NASA Astronauts Run Into Cow While Practicing For Lunar Landing

In September 2026, NASA aimed to achieve a historic milestone by landing the first astronauts on the Moon in over half a century through its ambitious Artemis III mission. This monumental task necessitates an extensive coordination of contractors and logistics, setting the stage for a groundbreaking return to lunar exploration.

Preparations for this extraordinary mission are already in full swing. NASA astronauts Kate Rubins and Andre Douglas recently conducted a series of simulated “moonwalks” in the northern Arizona desert. These simulations offered valuable insights and led to a series of inspiring and humorous photographs released by NASA this week. Among these images, one amusing shot captured the duo’s close encounter with a curious cow, playfully dubbed “Close EnCOWnters.”

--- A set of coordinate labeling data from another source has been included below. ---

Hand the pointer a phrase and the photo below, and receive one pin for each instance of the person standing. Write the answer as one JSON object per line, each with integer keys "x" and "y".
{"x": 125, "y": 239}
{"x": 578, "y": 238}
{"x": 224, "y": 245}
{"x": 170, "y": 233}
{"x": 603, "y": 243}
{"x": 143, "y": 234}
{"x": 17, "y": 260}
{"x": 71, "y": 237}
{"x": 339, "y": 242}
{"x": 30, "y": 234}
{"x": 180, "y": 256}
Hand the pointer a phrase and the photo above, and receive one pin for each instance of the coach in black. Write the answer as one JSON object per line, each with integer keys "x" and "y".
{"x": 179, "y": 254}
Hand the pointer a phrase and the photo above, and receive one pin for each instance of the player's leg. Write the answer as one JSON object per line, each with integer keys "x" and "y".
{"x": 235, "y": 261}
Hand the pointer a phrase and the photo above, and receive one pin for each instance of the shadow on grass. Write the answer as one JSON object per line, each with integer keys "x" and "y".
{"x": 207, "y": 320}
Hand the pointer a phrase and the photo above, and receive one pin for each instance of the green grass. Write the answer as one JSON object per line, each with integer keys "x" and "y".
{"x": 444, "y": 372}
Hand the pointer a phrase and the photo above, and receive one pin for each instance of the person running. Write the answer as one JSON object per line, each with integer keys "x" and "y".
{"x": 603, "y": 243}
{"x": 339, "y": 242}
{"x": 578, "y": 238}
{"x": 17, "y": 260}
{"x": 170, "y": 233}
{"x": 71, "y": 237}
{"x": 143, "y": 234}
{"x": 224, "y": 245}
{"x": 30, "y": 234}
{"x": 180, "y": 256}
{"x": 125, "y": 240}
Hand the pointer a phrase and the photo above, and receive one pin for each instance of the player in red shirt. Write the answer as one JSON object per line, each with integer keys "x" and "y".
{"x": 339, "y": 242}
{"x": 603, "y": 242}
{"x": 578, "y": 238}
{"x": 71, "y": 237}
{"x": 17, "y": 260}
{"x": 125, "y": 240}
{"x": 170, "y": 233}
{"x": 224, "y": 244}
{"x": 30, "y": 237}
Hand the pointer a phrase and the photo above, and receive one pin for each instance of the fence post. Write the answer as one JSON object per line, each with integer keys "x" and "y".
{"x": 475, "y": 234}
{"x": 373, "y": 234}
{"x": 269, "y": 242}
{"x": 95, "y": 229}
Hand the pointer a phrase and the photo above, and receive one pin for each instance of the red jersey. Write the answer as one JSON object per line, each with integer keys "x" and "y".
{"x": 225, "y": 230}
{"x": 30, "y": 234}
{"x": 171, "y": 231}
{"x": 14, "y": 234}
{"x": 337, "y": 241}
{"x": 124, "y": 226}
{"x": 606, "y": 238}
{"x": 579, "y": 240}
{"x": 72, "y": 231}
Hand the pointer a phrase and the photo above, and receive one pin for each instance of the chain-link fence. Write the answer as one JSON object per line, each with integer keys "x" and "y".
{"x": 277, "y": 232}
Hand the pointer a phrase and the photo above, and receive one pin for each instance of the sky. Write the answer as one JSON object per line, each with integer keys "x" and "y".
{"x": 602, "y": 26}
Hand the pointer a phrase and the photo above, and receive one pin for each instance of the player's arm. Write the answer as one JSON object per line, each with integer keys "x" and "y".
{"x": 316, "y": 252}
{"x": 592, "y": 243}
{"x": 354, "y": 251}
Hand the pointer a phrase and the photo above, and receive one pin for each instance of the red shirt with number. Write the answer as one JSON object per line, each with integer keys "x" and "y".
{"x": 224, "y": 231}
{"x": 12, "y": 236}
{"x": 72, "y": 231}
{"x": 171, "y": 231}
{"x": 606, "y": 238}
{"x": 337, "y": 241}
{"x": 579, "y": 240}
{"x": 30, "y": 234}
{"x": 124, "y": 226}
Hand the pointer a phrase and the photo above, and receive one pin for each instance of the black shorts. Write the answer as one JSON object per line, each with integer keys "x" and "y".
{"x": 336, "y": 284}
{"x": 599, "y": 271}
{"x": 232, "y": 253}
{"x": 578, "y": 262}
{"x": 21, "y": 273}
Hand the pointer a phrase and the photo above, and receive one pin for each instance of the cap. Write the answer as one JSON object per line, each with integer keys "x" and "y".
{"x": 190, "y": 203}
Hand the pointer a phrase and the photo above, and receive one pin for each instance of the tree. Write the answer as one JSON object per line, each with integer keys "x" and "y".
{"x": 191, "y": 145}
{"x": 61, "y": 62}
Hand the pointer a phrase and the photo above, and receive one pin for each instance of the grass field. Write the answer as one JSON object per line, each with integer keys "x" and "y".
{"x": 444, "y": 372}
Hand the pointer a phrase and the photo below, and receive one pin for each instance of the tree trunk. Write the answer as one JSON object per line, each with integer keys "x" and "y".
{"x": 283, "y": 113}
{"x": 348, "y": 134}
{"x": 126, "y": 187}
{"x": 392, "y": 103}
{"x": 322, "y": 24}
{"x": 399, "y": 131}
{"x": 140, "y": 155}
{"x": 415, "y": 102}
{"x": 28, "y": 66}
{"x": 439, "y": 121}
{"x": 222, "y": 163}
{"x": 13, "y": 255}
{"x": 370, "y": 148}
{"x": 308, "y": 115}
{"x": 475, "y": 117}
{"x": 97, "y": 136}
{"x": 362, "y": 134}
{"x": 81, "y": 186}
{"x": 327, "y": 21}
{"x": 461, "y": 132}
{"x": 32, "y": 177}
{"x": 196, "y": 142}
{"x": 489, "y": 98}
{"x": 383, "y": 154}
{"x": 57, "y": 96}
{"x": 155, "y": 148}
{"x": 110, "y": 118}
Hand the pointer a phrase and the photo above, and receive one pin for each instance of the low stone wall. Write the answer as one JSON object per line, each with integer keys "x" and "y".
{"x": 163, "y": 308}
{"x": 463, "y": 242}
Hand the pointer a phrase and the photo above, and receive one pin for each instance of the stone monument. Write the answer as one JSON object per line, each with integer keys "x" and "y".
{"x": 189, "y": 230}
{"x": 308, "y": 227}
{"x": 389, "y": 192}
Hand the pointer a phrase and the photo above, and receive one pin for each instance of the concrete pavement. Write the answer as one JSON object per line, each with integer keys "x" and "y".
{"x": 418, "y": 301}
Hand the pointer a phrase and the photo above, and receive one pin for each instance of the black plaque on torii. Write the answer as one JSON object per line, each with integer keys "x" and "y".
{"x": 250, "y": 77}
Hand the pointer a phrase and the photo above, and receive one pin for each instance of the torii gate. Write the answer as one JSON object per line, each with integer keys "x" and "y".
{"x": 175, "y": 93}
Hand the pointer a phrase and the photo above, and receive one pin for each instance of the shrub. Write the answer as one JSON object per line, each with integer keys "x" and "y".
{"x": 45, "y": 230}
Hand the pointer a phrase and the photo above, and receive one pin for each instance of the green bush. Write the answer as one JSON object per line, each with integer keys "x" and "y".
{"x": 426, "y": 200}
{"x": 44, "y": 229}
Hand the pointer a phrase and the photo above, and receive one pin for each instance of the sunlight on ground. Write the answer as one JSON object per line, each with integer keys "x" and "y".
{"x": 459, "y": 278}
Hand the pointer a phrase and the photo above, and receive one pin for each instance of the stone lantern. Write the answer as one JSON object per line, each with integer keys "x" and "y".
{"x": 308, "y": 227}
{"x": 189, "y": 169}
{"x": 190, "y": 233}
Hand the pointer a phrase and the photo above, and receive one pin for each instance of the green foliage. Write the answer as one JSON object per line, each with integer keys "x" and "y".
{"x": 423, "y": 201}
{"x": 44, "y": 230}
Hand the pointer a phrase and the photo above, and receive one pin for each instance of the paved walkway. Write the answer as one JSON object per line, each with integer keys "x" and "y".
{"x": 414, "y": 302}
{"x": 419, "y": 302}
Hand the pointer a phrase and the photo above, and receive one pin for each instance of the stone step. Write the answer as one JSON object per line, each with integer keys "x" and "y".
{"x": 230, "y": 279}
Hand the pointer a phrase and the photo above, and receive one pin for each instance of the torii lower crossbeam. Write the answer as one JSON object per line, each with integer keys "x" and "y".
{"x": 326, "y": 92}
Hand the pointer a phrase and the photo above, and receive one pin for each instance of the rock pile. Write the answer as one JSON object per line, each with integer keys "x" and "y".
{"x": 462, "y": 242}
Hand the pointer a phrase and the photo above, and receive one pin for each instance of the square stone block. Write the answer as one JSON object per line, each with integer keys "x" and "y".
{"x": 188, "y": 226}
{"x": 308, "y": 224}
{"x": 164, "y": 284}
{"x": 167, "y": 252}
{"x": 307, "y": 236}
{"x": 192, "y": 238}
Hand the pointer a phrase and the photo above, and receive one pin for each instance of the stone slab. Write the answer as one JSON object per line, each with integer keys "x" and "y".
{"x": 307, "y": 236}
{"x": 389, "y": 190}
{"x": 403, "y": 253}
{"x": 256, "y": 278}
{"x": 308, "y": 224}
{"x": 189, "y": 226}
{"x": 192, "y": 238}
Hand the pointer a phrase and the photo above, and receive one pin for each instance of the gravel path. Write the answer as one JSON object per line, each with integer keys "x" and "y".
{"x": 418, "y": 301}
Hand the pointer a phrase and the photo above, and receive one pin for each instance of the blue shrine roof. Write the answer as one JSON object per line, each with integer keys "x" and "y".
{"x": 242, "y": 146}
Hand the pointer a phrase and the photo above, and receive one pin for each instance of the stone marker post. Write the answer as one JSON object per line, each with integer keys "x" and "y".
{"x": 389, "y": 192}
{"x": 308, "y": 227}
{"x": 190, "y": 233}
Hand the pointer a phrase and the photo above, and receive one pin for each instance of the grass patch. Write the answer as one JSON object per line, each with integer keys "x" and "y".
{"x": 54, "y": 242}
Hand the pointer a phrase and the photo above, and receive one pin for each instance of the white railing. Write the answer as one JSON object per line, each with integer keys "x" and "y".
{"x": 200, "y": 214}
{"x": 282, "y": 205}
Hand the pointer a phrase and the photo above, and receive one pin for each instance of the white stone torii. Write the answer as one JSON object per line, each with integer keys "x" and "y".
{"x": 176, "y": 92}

For these simulations, Rubins and Douglas did not wear their fully pressurized spacesuits—notoriously complex suits. Instead, they carried equipment-laden backpacks and wore 70-pound mockups of their movement-restricting spacesuits, creating an unusual yet practical training scenario. Historically, spacesuits from NASA’s Apollo missions were challenging to move in, making actions like grasping objects and kneeling particularly awkward in the Moon’s reduced gravity.

Moreover, teams simulated lunar sunsets and sunrises using a powerful spotlight, replicating the unique lighting conditions at the Moon’s southern pole. As NASA describes, the Sun “moves across the horizon, skimming the surface like a flashlight lying on a table.” NASA mineralogist Cherie Achilles highlighted the importance of these night simulations, stating, “Night simulations show us how tough it is for the astronauts to navigate in the dark. It’s pretty eye-opening.”

Curious bovine onlookers added an unexpected element to the simulations, as some cows watched the astronauts analyzing the local environment. NASA humorously noted, “There are, of course, no cows on the Moon,” sharing an image of a bull observing the astronauts.

Additionally, Rubins and Douglas were tasked with transmitting data about a simulated Moon rock to a nearby team, mirroring the data collection process planned for Artemis III. NASA intends to utilize data from its Lunar Reconnaissance Orbiter to provide astronauts with a detailed geological map during the mission.

Despite these preparations, significant challenges remain. No astronaut has yet launched into space aboard NASA’s Orion spacecraft. Moreover, NASA plans to use SpaceX’s Starship spacecraft to land on the lunar surface. Although Starship has reached orbit once without a crew, it has yet to achieve a successful landing on Earth, let alone on the Moon.